For better or for worse?

Warriors’ Championship Odds Still High

ESPN has the Golden State Warriors’ 2023-2024 title odds at +6000, 12th in the NBA.

Given their standing with the 19th-best record in the NBA, that’s mighty generous. Their championship history can be credited for the at-least, average, title odds.

Golden State’s also on a run to end the year, having won seven in 10 games.

That’s despite being a little banged up, with Andrew Wiggins and Jonathan Kuminga dealing with nagging injuries.

Kuminga Returning for Warriors

After missing six consecutive games with knee tendinitis, Kuminga is returning for the April 7 matchup with the Utah Jazz.

The 21-year-old forward has been one of the league’s most improved players this season, averaging 16.3 points, 4.8 rebounds, and 2.1 assists in 70 games this season.

Kuminga is an integral part of this Warriors lineup.

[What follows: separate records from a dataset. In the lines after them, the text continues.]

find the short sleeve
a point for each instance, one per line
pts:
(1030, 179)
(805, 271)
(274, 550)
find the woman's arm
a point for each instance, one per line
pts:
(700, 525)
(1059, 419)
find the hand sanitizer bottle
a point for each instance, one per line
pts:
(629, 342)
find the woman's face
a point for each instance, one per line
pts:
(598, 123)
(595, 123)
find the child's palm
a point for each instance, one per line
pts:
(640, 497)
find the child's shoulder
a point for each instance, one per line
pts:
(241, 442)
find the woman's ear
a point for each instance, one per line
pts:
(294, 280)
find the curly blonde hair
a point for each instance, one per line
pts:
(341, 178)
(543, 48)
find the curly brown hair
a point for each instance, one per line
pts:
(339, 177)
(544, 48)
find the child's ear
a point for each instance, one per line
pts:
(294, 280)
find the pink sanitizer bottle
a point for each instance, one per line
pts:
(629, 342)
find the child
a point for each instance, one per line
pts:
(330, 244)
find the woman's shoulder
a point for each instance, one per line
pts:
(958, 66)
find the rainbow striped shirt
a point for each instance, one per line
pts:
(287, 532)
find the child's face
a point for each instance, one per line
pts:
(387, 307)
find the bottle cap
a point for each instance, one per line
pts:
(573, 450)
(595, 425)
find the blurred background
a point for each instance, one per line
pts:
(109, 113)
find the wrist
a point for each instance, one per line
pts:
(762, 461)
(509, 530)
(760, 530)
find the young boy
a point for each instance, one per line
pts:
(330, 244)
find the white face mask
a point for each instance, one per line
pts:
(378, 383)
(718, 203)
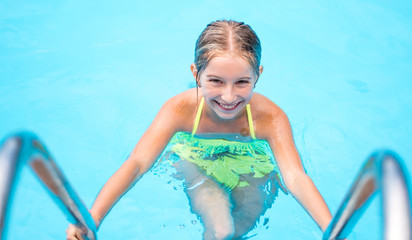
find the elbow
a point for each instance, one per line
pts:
(294, 181)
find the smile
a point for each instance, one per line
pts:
(228, 107)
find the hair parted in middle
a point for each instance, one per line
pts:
(227, 36)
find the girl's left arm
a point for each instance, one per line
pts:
(294, 176)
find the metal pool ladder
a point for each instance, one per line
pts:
(25, 148)
(384, 172)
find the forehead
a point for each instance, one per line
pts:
(228, 65)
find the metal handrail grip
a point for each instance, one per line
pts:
(25, 148)
(383, 171)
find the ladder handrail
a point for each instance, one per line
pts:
(26, 148)
(385, 172)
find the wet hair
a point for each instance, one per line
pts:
(224, 36)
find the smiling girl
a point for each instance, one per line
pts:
(233, 147)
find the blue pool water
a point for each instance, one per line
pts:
(89, 76)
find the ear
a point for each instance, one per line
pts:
(260, 73)
(193, 68)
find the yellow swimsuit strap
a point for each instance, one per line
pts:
(199, 113)
(197, 119)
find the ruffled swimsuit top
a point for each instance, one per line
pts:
(226, 160)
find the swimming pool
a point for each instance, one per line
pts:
(88, 78)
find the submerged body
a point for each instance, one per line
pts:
(235, 175)
(229, 182)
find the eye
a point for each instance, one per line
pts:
(243, 82)
(215, 80)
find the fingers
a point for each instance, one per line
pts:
(74, 232)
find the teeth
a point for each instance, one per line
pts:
(227, 106)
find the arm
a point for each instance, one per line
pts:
(296, 180)
(142, 158)
(144, 155)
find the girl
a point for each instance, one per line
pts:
(222, 136)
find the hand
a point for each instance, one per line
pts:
(75, 232)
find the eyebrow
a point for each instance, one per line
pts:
(214, 76)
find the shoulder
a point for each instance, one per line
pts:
(268, 117)
(180, 109)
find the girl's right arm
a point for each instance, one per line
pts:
(170, 119)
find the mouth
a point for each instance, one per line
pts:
(228, 107)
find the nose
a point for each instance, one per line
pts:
(228, 94)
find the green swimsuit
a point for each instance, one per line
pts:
(226, 160)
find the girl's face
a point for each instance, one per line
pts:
(227, 85)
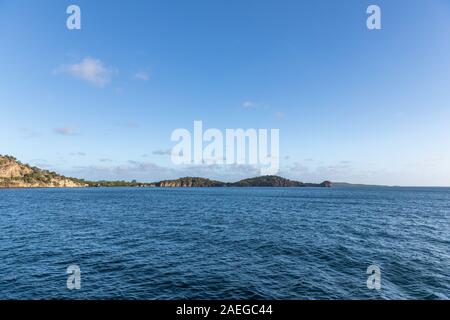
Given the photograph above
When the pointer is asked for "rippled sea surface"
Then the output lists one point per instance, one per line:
(225, 243)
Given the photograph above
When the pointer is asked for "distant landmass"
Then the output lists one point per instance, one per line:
(14, 174)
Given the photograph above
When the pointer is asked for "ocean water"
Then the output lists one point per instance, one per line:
(225, 243)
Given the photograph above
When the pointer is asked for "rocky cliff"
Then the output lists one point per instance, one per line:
(14, 174)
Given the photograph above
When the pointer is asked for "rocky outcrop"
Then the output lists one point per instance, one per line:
(190, 182)
(265, 181)
(14, 174)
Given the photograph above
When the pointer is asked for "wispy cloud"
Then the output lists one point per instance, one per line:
(128, 124)
(167, 152)
(65, 131)
(141, 75)
(280, 115)
(78, 154)
(90, 70)
(26, 133)
(248, 104)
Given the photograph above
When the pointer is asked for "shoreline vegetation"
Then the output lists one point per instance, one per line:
(14, 174)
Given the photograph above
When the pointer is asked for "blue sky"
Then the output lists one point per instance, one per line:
(351, 104)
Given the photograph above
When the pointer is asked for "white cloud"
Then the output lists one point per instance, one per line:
(141, 75)
(65, 131)
(248, 104)
(90, 70)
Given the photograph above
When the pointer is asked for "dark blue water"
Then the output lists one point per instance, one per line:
(225, 243)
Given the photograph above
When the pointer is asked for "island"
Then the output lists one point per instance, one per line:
(14, 174)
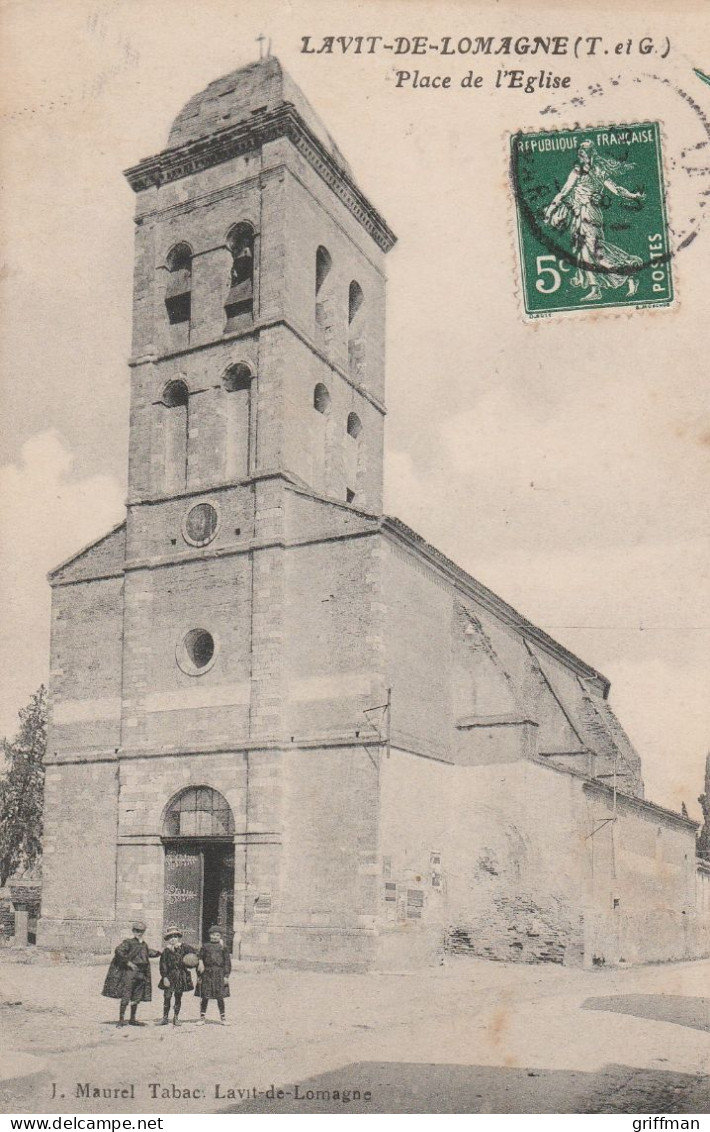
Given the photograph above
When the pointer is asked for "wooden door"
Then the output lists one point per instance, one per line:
(184, 890)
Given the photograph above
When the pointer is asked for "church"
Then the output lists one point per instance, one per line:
(274, 706)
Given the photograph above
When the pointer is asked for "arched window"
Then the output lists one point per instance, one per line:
(355, 426)
(176, 395)
(200, 813)
(356, 331)
(178, 291)
(237, 378)
(355, 300)
(321, 397)
(240, 298)
(323, 266)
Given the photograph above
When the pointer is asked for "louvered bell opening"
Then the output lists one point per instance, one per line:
(240, 299)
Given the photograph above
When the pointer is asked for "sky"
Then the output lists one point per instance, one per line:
(564, 462)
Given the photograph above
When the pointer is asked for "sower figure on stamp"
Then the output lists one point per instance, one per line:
(214, 968)
(128, 977)
(578, 206)
(176, 977)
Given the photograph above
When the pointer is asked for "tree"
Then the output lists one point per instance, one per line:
(22, 789)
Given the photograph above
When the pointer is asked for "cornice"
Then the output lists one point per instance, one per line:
(236, 140)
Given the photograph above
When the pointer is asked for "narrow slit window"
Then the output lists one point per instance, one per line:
(179, 288)
(240, 297)
(321, 399)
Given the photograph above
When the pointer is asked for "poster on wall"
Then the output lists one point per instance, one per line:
(355, 562)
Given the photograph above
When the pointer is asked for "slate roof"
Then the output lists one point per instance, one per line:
(236, 97)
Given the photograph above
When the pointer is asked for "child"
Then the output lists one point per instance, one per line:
(213, 968)
(176, 977)
(128, 977)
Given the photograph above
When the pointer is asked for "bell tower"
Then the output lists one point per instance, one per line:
(258, 303)
(210, 653)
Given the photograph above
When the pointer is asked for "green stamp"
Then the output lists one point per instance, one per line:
(592, 229)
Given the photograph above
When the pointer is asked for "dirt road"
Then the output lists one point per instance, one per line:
(472, 1037)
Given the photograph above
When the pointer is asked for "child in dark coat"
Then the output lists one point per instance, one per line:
(176, 977)
(128, 977)
(214, 968)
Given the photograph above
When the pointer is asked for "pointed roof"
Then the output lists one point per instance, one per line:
(236, 97)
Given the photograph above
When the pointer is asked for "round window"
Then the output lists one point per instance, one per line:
(200, 524)
(196, 652)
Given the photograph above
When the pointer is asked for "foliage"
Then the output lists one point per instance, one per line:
(22, 789)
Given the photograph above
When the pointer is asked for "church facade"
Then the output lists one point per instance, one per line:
(274, 706)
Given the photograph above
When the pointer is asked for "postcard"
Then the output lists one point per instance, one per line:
(356, 558)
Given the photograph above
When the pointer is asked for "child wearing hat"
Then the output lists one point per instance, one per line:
(214, 969)
(128, 977)
(176, 977)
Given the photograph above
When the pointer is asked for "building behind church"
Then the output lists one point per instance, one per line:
(274, 705)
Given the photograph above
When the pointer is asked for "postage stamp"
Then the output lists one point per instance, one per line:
(592, 226)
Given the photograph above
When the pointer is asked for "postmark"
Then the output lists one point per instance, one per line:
(592, 220)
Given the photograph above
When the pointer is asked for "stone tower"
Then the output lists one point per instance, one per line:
(256, 428)
(274, 706)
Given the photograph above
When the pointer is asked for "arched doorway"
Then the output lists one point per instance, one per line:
(198, 835)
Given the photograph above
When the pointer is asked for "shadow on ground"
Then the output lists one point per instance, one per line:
(401, 1087)
(681, 1010)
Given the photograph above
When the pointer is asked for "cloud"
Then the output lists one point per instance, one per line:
(590, 519)
(45, 516)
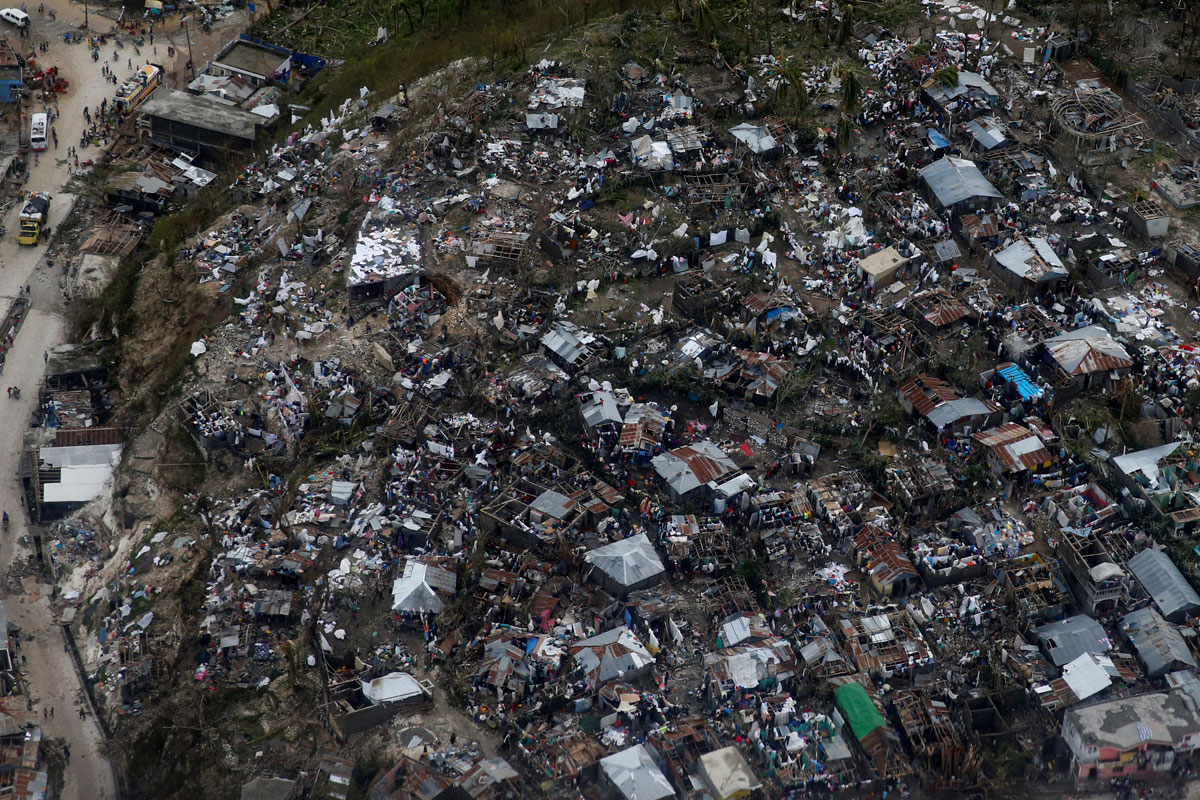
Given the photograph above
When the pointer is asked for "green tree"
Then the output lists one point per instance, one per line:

They’ll need him for any playoff run. Golden State is 25-19 when the former lottery pick appears in the starting five this season.

In 337 possessions where Kuminga joins Andrew Wiggins, Curry, Draymond Green, and Klay Thompson, the Warriors are outscoring opponents by 18.1 points per 100 possessions, per Cleaning the Glass.

And if you swap Thompson for rookie Brandin Podziemski, the output is still top of the league: +12.5, scoring 119.5 points per 100 possessions, and allowing 107.

That’s through 488 possessions, and the defensive line ranks in the 97th percentile.

Jonathan Kuminga’s return is one of the final puzzle pieces that resemble that of the Golden State Warriors title hopes. But he’s not the player in the wind as the season winds down.

Wiggins Still Sidelined

Andrew Wiggins, arguably the third-best player on the Warriors’ most recent championship team in 2022, has missed consecutive games with left ankle soreness.

His absence isn’t as critical as Kuminga’s, which is a turn of the tables from recent history. But head coach Steve Kerr and the coaching staff are likely confident in Wiggins’ picking up the pace in the postseason.

Or at least, they’re hoping so.

On the year, Wiggins is averaging 13 points, 4.5 rebounds, and 1.7 assists per game. Those are all lower than his 2022-2023 averages.

He’s seen a major dip in his shooting percentages too. Wiggins shot 47 percent from the field and 39 percent from three last year.

This season he’s hitting just 45 percent from the field, and 35 percent from three.

Per Cleaning the Glass, in 2,397 possessions with Wiggins on the floor, and Kuminga off, Golden State is: being outscored by 2.4 points per 100 possessions.

If you swap the two, those numbers jump, with the Warriors outscoring opponents by 4.1 points in 2,471 possessions.

Regardless of the analytics, Wiggins is a player who’s become a part of Kerr’s system. As one of the greatest coaches of all time, he’ll find the adjustments that work with both players healthy and on the floor.

He’s going to have to, if the Warriors (unlike their social media team) are focused beyond the play-in tournament and on a deep playoff run.